From The Past and present of Rock Island County, Ill. Chicago: H.F. Kett & Co., 1877- Page 200: Mr. Sampson Kennedy came from Alabama, where he was born in Green County in 1839, to Chicago in 1846, where he commenced setting type with Scripps & Bros, and has followed it most of the time since; was three years in the artillery service during the late war, resuming the printing business in the office of the Monmouth Review from 1867 to 1869, when he went to Chicago, and returned to Monmouth in January, 1871. In September, in company with W. M. Crichton, he purchased the Moline Review of F. R. Gilson; bought Crichton's interest May 10, 1872, and sold it to B. F. Tillinghast July 1, 1872, and sold his entire interest in the Review to B. F. Tillinghast, March 23, 1874, and opened a job printing office in Moline, in which business he is still engaged.
From the Portrait and Biographical Album of Rock Island County, Illinois Chicago Biographical Publishing Co. 1885 - Page 663: Samson [sic] Kennedy, one of the leading newspaper men of Western, Illinois, residing at Moline, was born of Scotch-Irish Presbyterian parents, on the banks of the Tombigbee River, in Green County, Ala., Feb. 22, 1839. Though located in the heart of the South, his parents were strongly opposed to slavery, and soon after determined to remove to the North, where they might raise their children away from the corrupting influences of the "peculiar institution." In 1847, therefore, the family moved to Chicago, then a city of 12,000 to 14,000 people.
In 1853 Mr. Kennedy entered the office of the Democratic Press, published by John L. Scripps and William Bross, as an apprentice. In 1857 he went to Red Wing, Minn., with young L. F. Hubbard (now Gov. Hubbard), and assisted him in getting his newspaper started. In the following year he went South, and spent two years in Memphis, where he cast his first vote in 1860, for Stephen A. Douglas. A week after the election he went to West Point and Searcy, Ark., where the outbreak of the Rebellion found him. For six weeks he remained in that hot-bed, utterly unable to devise any way of getting home without, perhaps, getting into worse trouble. Finally a vigilance committee solved the difficulty, and sent him to Memphis, where another vigilance committee advised him to leave for home, which he was glad to do. He says, though, that from first to last he was treated courteously and kindly. On reaching Cairo he was surprised to learn that he had been hung by a mob ten days before, and a day or so later had the rare privilege of reading his own obituary in the Times and Tribune of Chicago.
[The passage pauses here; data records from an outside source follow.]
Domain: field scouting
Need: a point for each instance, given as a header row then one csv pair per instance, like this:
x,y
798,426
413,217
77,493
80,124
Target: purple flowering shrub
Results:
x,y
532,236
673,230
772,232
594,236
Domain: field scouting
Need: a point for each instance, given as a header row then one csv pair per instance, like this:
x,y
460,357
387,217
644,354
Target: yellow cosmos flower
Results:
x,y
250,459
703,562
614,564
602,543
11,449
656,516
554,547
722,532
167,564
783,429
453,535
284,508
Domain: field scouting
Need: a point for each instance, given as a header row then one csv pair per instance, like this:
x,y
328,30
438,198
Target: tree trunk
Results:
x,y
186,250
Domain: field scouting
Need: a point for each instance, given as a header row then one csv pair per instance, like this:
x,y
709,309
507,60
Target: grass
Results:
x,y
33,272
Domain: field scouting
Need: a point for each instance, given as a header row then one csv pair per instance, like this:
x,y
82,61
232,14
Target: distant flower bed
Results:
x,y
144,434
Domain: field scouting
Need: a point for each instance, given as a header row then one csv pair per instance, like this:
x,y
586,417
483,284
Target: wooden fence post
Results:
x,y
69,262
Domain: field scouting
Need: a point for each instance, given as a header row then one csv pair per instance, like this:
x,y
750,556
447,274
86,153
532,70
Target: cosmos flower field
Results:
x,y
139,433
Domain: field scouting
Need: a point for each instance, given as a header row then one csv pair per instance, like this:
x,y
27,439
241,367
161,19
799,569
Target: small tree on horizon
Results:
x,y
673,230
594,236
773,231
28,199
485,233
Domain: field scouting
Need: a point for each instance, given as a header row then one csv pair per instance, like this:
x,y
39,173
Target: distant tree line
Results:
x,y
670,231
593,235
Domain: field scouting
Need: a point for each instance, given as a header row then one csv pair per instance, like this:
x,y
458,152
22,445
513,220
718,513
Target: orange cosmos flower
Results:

Six weeks later he enlisted in Bat. A, 1st Ill. Art., and served three years, participating in 11 engagements, including Fort Donelson, Shiloh, Arkansas Post, Champion Hills, siege of Vicksburg, siege of Jackson, and Mission Ridge (Chattanooga). For three years after his discharge he traveled for a Chicago grocery house, and then got married and drifted back into the printing business. His marriage occurred in Monmouth, Ill., Nov. 6, 1866, to Miss Addie Whitney [sic]. In September, 1871, he located in Moline, since which time he has been connected successively with the Review (weekly), the Dispatch (daily), the Review-Dispatch (weekly), and the Republican (daily and weekly), besides managing an extensive job printing business until the fall of 1882. In May 1883, the firm Kennedy & Co. was incorporated, and began the publication of the Republican, of which Mr. Kennedy is the active manager. He is both an able business and newspaper man, and the publications in which he has been interested bear the impress of the stirring, enterprising and efficient Samson (sic) Kennedy.
According to an article in the Janesville (Wisconsin) Weekly Gazette and Free Press, dated 24 May 1861, "Sampson Kennedy, son of the late Alderman Kennedy, and a printer by trade, was also hung by the rebels at memphis, for expressing his sentiments." He was either hung and later cut down still living, or the story is apocryphal, since his obituary dated 1917 appears below.
Obituary of Sampson Kennedy from the Moline Daily Dispatch Monday evening July 23, 1917 provided by Ann & Dick Shallberg: Funeral services for Sampson Kennedy, who died Friday night in the National Soldiers' home in Milwaukee, will be held at 2:30 tomorrow afternoon in the Knox chapel. Burial will be in the Riverside cemetery. The Rev. P. C. Ladd will officiate. Services at the grave will be held under auspices of Graham post, No. 312, G.A.R. Members of Graham post are asked to meet at the Knox chapel at 2:15. The processions will be by automobile.